W 2022 roku padło już zdanie: „tzw. piątka dla zwierząt odeszła już w niepamięć” – powiedział wówczas PAP wicepremier, minister rolnictwa i rozwoju wsi Henryk Kowalczyk. Wcześniej stwierdził, iż „rząd nie wróci do „Piątki dla zwierząt” w takim kształcie, o jakim dyskutowano”. A co się stało z ustawą? Po tym jak propozycje wywołały duże protesty środowisk rolniczych, Senat wprowadził do nowelizacji poprawki, ale nie zostały one poddane pod głosowanie w Sejmie, a więc nie mógł zakończyć się proces legislacyjny noweli w parlamencie, by mogła trafić na biurko prezydenta i po jej ewentualnym podpisaniu wejść w życie. Nie będziemy tęsknić za tą ustawą.

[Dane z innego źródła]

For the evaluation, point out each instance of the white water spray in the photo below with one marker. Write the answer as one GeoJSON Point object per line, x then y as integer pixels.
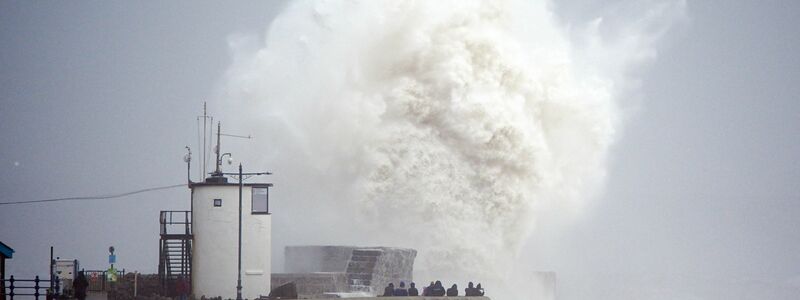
{"type": "Point", "coordinates": [437, 125]}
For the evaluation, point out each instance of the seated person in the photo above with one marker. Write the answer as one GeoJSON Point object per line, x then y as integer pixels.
{"type": "Point", "coordinates": [438, 289]}
{"type": "Point", "coordinates": [389, 290]}
{"type": "Point", "coordinates": [412, 291]}
{"type": "Point", "coordinates": [401, 291]}
{"type": "Point", "coordinates": [470, 290]}
{"type": "Point", "coordinates": [452, 291]}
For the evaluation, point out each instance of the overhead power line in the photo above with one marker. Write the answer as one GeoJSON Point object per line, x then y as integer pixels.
{"type": "Point", "coordinates": [97, 197]}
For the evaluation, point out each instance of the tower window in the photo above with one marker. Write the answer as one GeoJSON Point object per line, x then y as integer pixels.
{"type": "Point", "coordinates": [260, 200]}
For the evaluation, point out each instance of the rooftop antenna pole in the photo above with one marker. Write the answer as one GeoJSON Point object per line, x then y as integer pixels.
{"type": "Point", "coordinates": [239, 273]}
{"type": "Point", "coordinates": [219, 162]}
{"type": "Point", "coordinates": [205, 116]}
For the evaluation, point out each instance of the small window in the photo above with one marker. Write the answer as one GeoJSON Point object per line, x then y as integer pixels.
{"type": "Point", "coordinates": [260, 200]}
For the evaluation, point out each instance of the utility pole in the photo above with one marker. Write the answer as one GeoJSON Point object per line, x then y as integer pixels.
{"type": "Point", "coordinates": [239, 279]}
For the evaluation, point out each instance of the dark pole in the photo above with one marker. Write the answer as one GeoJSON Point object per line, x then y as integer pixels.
{"type": "Point", "coordinates": [218, 150]}
{"type": "Point", "coordinates": [51, 268]}
{"type": "Point", "coordinates": [239, 274]}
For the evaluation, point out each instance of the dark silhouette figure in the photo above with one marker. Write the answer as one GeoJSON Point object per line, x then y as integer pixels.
{"type": "Point", "coordinates": [470, 290]}
{"type": "Point", "coordinates": [412, 291]}
{"type": "Point", "coordinates": [389, 290]}
{"type": "Point", "coordinates": [401, 291]}
{"type": "Point", "coordinates": [427, 290]}
{"type": "Point", "coordinates": [286, 291]}
{"type": "Point", "coordinates": [79, 286]}
{"type": "Point", "coordinates": [437, 290]}
{"type": "Point", "coordinates": [452, 291]}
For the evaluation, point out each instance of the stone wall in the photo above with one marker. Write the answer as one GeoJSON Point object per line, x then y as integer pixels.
{"type": "Point", "coordinates": [366, 269]}
{"type": "Point", "coordinates": [309, 259]}
{"type": "Point", "coordinates": [309, 284]}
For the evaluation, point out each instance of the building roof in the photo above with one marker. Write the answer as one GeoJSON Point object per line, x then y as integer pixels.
{"type": "Point", "coordinates": [5, 250]}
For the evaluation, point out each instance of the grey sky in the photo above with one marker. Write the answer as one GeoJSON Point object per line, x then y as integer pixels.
{"type": "Point", "coordinates": [701, 200]}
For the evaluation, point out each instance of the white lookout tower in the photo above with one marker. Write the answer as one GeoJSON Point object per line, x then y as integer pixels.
{"type": "Point", "coordinates": [224, 246]}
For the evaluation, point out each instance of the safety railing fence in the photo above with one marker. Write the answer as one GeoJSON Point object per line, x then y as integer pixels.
{"type": "Point", "coordinates": [16, 288]}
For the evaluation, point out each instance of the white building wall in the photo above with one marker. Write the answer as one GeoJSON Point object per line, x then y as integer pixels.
{"type": "Point", "coordinates": [214, 253]}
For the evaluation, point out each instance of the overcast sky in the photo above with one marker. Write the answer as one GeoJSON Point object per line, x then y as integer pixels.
{"type": "Point", "coordinates": [701, 201]}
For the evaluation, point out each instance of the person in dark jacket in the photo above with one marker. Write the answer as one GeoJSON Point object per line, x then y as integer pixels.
{"type": "Point", "coordinates": [412, 290]}
{"type": "Point", "coordinates": [427, 290]}
{"type": "Point", "coordinates": [470, 290]}
{"type": "Point", "coordinates": [79, 286]}
{"type": "Point", "coordinates": [452, 291]}
{"type": "Point", "coordinates": [401, 291]}
{"type": "Point", "coordinates": [438, 289]}
{"type": "Point", "coordinates": [389, 290]}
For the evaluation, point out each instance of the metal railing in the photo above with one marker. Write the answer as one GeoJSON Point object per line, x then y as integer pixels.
{"type": "Point", "coordinates": [37, 290]}
{"type": "Point", "coordinates": [176, 222]}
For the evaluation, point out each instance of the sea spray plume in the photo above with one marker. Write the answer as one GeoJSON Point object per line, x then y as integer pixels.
{"type": "Point", "coordinates": [440, 125]}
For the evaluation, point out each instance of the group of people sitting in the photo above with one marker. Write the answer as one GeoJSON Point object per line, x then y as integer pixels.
{"type": "Point", "coordinates": [434, 289]}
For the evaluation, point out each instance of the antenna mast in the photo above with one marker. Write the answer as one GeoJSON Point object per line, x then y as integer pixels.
{"type": "Point", "coordinates": [219, 162]}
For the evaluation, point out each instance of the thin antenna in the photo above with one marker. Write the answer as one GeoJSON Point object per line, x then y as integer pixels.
{"type": "Point", "coordinates": [218, 148]}
{"type": "Point", "coordinates": [205, 116]}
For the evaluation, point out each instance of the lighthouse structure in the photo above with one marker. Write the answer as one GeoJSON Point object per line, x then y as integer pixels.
{"type": "Point", "coordinates": [231, 234]}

Tuż po głosowaniu nad „piątką dla zwierząt” liberalne media wieszczyły rozpad Zjednoczonej Prawicy. Nie doszło do tego, Solidarna Polska z grupą wielu posłów PiS, uratowała sytuację.

Na koniec film z portalu pch24.pl i jego opis: „Zmiany w ustawie o ochronie zwierząt uderzą nie tylko w kolejną gałąź polskiego rolnictwa i prawo własności prywatnej, ale jako ideologiczny taran utworzą wyłom torujący koryfeuszom zielonej rewolucji drogę do dalszej kolonizacji serc i umysłów. Dzisiaj hodowla zwierząt na futra, jutro chów klatkowy, wyroby skórzane i przemysłowa produkcja mięsa. Ta ustawa to pierwszy krok na drodze do animalizacji człowieka, który sam ustawi się na równi ze zwierzęciem. Konsekwencje takiego antropologicznego odwrócenia mogą okazać się opłakane w skutkach”. Film opublikowano we wrześniu 2020 roku, w marcu 2023 roku dowiadujemy się, iż Rafał Trzaskowski podpisał się pod programem wprowadzającym ograniczenia w jedzeniu mięsa.

Ochrona życia od poczęcia do naturalnej śmierci

19 listopada 2019 roku do Trybunału Konstytucyjnego wpłynął wniosek ws. niezgodności przepisów ustawy z dnia 7 stycznia 1993 r. o planowaniu rodziny, ochronie płodu ludzkiego i warunkach dopuszczalności przerywania ciąży, które dopuszczały przeprowadzanie aborcji w przypadku wady płodu. Wniosek poparło 118 posłów, w tym prawie wszyscy posłowie Solidarnej Polski. Trybunał Konstytucyjny 22 października 2020 orzekł, iż artykuł 4a ust 1 punkt 2 Ustawy o planowaniu rodziny, ochronie płodu ludzkiego i warunkach dopuszczalności przerywania ciąży – jest niezgodny z art. 38 (zasada ochrony życia) oraz z art. 31 ust. 3 konstytucji (zasada proporcjonalności). Co to oznacza? Że nie można zabijać chorych dzieci. Nie zmieniło się prawo, to TK wskazał, iż dotychczas obowiązujące prawo było niezgodne z Konstytucją. Dlaczego nie można było zmienić ustawy w normalnym trybie?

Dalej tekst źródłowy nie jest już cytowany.